Gemeinsam organisieren die beiden starken Frauen den ersten Runden Tisch zu den politischen Verhandlungen. „Monika Hohlmeier hat die Türen zur Politik geöffnet“, sagt sie. Danach übernimmt die Äbtissin selbst die Koordination: „Ich habe mir jeweils, pro Bauabschnitt zur ersten Generalsanierung des Klosters seit der Barockzeit, einen Politiker gesucht, der den Hut aufhat.“ Vier Bauabschnitte, weitere Großbaustellen wie das Gästehaus St. Joseph und St. Gertrud für Menschen mit Handycape sowie die Sporthalle: „Es war schon sehr viel Kraft und Energie nötig, immer neu die richtigen Leute, im richtigen Augenblick an einem Tisch zusammenzubringen.“
Pro Bauabschnitt hatten wir bis zu zehn Zuschussgeber. Man kann sich vorstellen, wie bunt das zuging.
Äbtissin Laetitia
Der klösterliche Businessplan
Die wirtschaftliche Kompetenz? Gewachsen aus Erfahrung – und schwäbischem Grundverständnis. „Ich habe ja die Meisterprüfung in Hauswirtschaft gemacht – da lernt man Betriebswirtschaft.“ Dazu die künstlerische Ausbildung als Stickerin, die Kunstschule – alles von oben gefügte Ausbildungen, die sie habe absolvieren dürfen, bevor sie Äbtissin geworden sei. „Ich habe dann baulich unser Kloster gestickt“, sagt Äbtissin Laetitia. Außerdem gäbe es ja noch das familiäre Talent: „Ich komme aus einer Familie, wo alle einen gesunden Menschenverstand haben“, sagt sie schmunzelnd.

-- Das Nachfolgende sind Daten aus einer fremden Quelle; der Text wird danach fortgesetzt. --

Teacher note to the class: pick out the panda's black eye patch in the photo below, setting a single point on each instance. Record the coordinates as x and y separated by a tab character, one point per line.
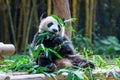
59	28
50	24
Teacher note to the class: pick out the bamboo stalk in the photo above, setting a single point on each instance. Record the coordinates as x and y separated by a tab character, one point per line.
49	7
91	21
29	25
87	18
11	22
35	11
5	22
20	25
25	25
94	14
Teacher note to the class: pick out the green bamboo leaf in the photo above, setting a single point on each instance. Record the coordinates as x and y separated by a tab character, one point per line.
70	20
70	76
55	53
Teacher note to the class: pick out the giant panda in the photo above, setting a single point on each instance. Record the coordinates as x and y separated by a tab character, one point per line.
58	37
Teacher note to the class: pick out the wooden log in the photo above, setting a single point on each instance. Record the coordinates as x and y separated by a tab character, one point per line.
38	77
8	49
4	77
63	76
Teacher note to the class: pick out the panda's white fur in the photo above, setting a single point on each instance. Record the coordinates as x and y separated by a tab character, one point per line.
44	26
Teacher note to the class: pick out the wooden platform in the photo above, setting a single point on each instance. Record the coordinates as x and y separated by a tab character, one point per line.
26	76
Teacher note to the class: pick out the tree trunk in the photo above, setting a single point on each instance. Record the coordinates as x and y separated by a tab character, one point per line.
62	10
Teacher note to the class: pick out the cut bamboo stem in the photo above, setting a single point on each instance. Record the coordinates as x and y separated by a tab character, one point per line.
8	49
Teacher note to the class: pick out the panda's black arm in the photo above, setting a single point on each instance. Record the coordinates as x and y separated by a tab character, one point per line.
34	39
66	38
33	43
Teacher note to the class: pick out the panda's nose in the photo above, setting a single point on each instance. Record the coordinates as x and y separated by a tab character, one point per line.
54	30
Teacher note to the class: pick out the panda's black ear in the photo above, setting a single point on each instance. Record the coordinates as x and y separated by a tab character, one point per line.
63	19
44	15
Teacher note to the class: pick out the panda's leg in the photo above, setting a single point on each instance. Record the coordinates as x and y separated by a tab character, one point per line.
45	62
33	43
79	61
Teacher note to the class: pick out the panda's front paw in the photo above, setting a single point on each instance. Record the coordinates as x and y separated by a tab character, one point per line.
86	64
52	67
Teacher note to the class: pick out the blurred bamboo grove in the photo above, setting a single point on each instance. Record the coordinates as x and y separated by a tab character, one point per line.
19	19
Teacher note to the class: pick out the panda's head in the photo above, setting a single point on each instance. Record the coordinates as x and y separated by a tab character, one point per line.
50	24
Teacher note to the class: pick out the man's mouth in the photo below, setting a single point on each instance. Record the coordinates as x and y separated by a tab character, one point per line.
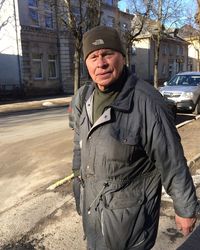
104	73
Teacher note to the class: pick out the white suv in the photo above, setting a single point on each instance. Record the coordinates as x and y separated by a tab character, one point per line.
184	90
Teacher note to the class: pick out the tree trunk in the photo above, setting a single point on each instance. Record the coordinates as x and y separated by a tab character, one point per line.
127	57
198	61
77	57
156	61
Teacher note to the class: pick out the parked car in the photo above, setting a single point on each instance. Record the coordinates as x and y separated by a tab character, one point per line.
184	90
172	106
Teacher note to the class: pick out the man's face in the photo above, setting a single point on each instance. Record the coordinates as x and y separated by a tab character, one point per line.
105	66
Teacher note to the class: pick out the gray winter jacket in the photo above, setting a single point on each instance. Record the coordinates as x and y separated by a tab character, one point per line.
124	157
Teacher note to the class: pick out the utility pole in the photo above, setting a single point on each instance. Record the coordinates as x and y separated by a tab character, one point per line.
197	16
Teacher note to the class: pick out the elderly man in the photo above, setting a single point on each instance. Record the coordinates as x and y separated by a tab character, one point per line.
126	146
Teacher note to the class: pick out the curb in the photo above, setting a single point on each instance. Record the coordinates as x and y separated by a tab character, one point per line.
34	105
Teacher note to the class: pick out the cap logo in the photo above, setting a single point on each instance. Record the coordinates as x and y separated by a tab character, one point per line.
98	42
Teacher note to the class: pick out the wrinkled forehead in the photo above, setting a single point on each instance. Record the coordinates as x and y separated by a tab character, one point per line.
102	52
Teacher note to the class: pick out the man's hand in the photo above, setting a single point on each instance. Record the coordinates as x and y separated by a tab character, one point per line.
185	225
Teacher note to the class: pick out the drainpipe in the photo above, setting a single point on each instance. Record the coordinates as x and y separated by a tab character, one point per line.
18	50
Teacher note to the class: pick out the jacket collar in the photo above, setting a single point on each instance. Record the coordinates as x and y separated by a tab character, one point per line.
124	100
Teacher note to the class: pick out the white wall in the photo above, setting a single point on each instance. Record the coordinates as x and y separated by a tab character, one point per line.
10	45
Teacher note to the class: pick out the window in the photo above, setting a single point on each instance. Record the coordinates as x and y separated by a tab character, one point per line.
76	12
178	50
164	49
124	26
33	12
164	69
110	21
37	66
110	2
170	50
48	16
52	72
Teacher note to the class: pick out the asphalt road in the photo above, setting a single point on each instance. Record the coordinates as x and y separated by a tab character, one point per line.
35	151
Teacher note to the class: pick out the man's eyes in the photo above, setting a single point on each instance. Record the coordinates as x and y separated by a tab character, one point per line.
107	54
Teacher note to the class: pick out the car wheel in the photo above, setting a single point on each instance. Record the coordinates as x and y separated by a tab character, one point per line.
197	108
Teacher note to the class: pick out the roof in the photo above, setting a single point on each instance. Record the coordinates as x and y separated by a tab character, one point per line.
189	73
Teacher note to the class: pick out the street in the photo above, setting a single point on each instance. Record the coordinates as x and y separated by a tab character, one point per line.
35	151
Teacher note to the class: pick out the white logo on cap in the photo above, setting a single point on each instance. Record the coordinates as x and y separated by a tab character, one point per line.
98	42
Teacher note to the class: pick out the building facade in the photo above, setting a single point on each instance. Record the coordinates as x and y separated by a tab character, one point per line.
173	57
44	48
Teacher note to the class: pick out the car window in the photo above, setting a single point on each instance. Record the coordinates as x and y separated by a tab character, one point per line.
185	80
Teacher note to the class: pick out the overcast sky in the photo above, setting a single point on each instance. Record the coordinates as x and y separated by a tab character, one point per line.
189	7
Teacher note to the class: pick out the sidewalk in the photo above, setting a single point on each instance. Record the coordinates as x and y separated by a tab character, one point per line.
34	105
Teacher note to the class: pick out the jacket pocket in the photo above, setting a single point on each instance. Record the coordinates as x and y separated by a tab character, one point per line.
122	222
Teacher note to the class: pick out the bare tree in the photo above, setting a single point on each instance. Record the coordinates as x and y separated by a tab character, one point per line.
77	17
164	13
4	20
141	10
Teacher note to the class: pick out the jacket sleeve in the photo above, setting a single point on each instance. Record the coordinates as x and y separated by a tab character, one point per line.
163	145
76	109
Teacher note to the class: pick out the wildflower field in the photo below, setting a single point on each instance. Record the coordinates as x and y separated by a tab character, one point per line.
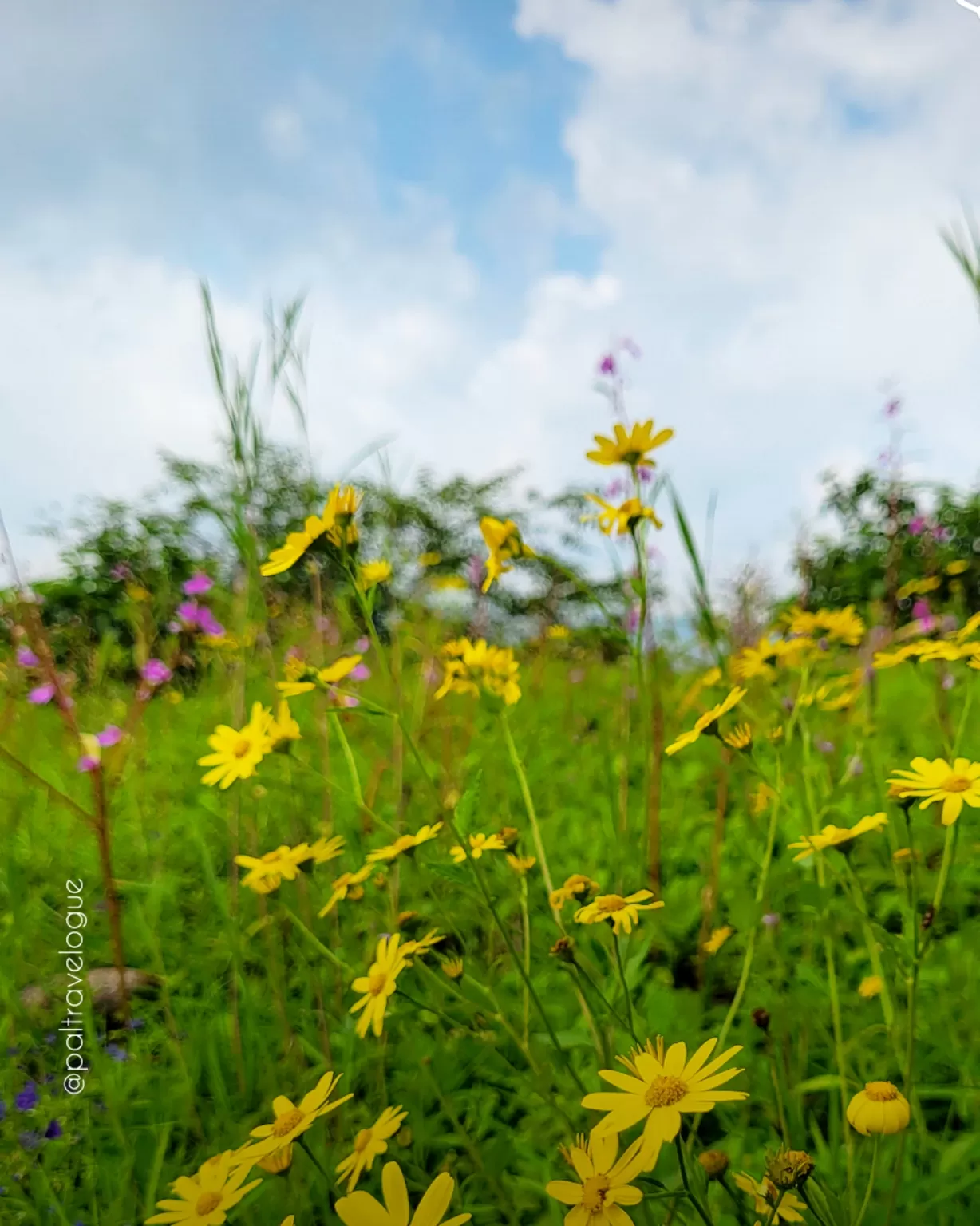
330	905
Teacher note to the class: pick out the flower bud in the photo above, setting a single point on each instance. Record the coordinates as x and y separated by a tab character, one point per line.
715	1164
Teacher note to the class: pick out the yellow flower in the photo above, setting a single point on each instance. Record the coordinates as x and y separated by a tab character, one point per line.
622	519
326	848
879	1109
738	738
705	721
521	864
405	844
206	1198
369	1143
378	985
237	750
577	887
622	912
291	1121
345	885
297	544
940	781
361	1209
765	1194
471	666
269	871
283	729
338	514
717	939
452	967
373	573
605	1184
834	836
504	542
479	844
662	1086
633	448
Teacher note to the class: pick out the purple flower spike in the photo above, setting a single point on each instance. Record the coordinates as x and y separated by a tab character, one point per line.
27	1099
198	583
155	672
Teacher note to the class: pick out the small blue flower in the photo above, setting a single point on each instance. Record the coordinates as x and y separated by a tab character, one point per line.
27	1099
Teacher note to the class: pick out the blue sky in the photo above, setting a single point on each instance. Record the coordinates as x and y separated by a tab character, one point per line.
480	198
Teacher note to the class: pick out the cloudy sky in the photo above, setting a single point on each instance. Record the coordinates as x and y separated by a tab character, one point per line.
479	200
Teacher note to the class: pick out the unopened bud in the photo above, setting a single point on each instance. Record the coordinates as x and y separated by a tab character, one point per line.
789	1169
714	1162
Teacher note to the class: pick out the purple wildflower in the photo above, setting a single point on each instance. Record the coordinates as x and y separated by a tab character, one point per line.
198	583
27	1099
155	672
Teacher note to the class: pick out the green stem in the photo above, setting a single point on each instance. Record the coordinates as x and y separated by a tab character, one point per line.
686	1182
626	986
866	1202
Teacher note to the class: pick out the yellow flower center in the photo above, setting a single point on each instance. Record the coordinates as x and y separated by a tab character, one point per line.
665	1091
286	1123
881	1091
610	903
594	1193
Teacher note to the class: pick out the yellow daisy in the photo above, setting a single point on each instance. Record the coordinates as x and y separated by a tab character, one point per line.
378	985
291	1121
633	448
237	750
834	836
369	1143
708	720
659	1088
405	844
297	544
607	1184
619	520
206	1198
479	844
361	1209
939	781
504	542
622	912
765	1194
373	573
879	1109
346	887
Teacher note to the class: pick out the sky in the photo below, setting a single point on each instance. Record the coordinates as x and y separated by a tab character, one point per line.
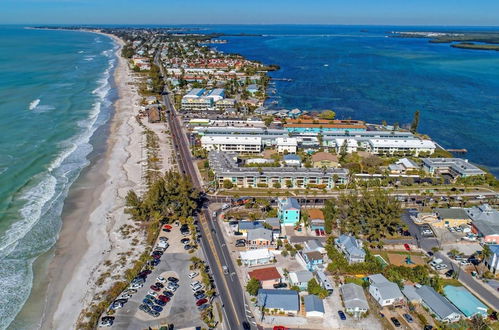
367	12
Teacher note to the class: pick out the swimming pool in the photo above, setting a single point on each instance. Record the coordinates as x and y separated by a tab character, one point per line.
467	303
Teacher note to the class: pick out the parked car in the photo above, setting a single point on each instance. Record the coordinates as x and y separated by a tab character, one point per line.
395	321
280	285
173	279
106	321
408	318
201	301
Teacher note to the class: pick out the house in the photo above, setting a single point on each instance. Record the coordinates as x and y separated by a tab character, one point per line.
354	299
455	167
256	257
324	281
467	303
252	89
409	292
324	159
485	222
444	311
316	219
283	301
259	237
314	245
351	248
453	217
245	226
286	144
492	262
386	293
313	306
292	160
311	260
266	276
300	278
402	166
288	211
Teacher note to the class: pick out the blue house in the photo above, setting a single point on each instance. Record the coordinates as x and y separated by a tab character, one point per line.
288	211
311	259
285	301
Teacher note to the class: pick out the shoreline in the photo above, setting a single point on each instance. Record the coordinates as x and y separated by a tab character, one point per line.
92	214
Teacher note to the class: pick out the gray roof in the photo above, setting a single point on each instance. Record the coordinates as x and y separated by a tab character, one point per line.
452	213
436	302
313	304
303	276
387	289
279	299
351	245
410	293
259	233
353	296
248	225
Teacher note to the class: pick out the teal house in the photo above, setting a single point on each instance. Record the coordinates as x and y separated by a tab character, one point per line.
289	211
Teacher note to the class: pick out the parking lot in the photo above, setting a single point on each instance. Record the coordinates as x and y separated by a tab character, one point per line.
181	310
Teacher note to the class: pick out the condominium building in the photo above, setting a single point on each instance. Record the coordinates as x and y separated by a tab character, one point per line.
240	144
225	167
456	167
404	146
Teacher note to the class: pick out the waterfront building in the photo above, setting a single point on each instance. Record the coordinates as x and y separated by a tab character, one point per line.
288	211
485	222
225	167
402	146
455	167
239	144
286	144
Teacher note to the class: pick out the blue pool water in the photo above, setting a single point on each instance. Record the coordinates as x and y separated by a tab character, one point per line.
360	73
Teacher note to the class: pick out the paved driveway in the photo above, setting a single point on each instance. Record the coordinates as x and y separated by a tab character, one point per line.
181	310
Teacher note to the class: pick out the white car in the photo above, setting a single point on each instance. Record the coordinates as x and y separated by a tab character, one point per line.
136	285
152	293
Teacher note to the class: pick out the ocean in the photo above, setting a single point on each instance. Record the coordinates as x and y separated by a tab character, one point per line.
55	92
360	73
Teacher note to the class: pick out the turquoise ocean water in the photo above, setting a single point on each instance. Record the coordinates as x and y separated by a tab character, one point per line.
362	74
55	91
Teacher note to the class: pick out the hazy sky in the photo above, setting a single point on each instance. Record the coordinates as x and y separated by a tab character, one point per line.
388	12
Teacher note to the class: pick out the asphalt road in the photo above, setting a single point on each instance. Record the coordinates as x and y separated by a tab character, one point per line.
426	243
214	247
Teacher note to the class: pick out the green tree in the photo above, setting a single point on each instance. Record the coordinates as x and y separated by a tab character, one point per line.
327	114
228	184
253	286
415	122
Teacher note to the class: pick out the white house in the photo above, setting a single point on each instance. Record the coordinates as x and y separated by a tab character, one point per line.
386	293
286	145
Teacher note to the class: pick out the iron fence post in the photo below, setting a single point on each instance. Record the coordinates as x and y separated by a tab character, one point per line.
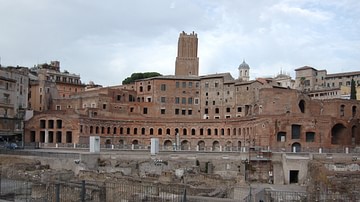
57	192
83	191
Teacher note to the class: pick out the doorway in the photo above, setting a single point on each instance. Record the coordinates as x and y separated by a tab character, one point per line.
293	176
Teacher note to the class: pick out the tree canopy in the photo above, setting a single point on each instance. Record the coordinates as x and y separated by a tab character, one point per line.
139	75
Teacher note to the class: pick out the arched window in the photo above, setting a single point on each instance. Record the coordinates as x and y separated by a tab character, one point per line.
302	106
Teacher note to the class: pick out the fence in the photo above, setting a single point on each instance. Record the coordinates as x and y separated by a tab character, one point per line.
22	190
345	150
96	191
300	196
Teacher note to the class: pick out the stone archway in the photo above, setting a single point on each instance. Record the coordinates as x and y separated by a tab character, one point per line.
354	136
121	144
228	146
201	145
107	143
338	134
239	145
135	143
185	145
216	146
168	145
296	147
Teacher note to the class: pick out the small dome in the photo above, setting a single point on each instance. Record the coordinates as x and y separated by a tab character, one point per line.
244	65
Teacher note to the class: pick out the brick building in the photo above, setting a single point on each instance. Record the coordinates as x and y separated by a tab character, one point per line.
187	111
321	85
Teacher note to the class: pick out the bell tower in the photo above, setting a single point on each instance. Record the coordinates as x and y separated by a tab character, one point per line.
187	62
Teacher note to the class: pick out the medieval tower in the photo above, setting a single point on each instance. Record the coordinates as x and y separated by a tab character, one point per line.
244	71
187	62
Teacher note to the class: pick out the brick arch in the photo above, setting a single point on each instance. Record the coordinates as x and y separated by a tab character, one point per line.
216	146
201	144
228	146
168	145
185	145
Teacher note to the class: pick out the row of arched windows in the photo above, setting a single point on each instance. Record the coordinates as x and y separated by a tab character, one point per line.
167	131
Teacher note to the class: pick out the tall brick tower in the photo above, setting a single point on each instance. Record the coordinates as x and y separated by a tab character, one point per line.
187	62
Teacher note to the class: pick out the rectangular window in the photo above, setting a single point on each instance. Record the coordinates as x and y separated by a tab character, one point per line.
42	123
163	87
310	137
190	100
196	101
239	109
51	124
58	123
295	131
281	137
162	111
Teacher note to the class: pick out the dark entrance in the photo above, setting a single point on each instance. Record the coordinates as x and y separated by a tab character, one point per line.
294	176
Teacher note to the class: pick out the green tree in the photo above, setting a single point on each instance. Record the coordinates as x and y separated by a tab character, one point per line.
353	90
139	75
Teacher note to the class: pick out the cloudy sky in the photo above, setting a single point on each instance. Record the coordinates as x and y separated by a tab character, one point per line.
106	41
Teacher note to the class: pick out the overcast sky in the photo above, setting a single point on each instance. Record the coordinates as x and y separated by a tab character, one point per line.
105	41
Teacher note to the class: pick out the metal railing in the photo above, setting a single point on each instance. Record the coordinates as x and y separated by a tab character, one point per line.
345	150
97	191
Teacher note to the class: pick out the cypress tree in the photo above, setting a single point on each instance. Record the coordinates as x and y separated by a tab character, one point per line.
353	90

Und wie Sie gesagt haben, komme ich aus Schwaben, wo man weiß, wie man mit Geld umgeht.
Äbtissin Laetitia
Sie sei nie eine Einzelkämpferin gewesen. „Ich habe viele Kreise mit verschiedensten Kompetenzen um mich gebildet: geistliche, supervisorische, juristische, wirtschaftliche, bauliche.“ Sie habe dort immer ehrlich gesagt: „Ich kann das nicht allein – ich brauche euch.“ Und doch war da etwas Eigenes: „Der Herrgott hat mir, glaube ich, ein gutes Gespür gegeben für richtig und falsch. Eine hohe Intuition. Und auf die habe ich immer hören können, dafür bin ich echt dankbar.“
Spaziergang mit Äbtissin Laetitia durch Kloster Waldsassen (3): Die Pforte zum Himmel
Gästehaus St. Josef
- Eröffnung: 2008 nach dreijähriger Bauzeit
- Besonderheit: Das Haus ist offen für Menschen aller Konfessionen – mit Meditationsräumen, Seminarräumen, Kapelle und Gästezimmern
- Finanzierung: Das Projekt wurde möglich durch eine anonyme Großspende und viele kleine Beiträge von Förderern – „Ein Wunder“, so Äbtissin Laetitia.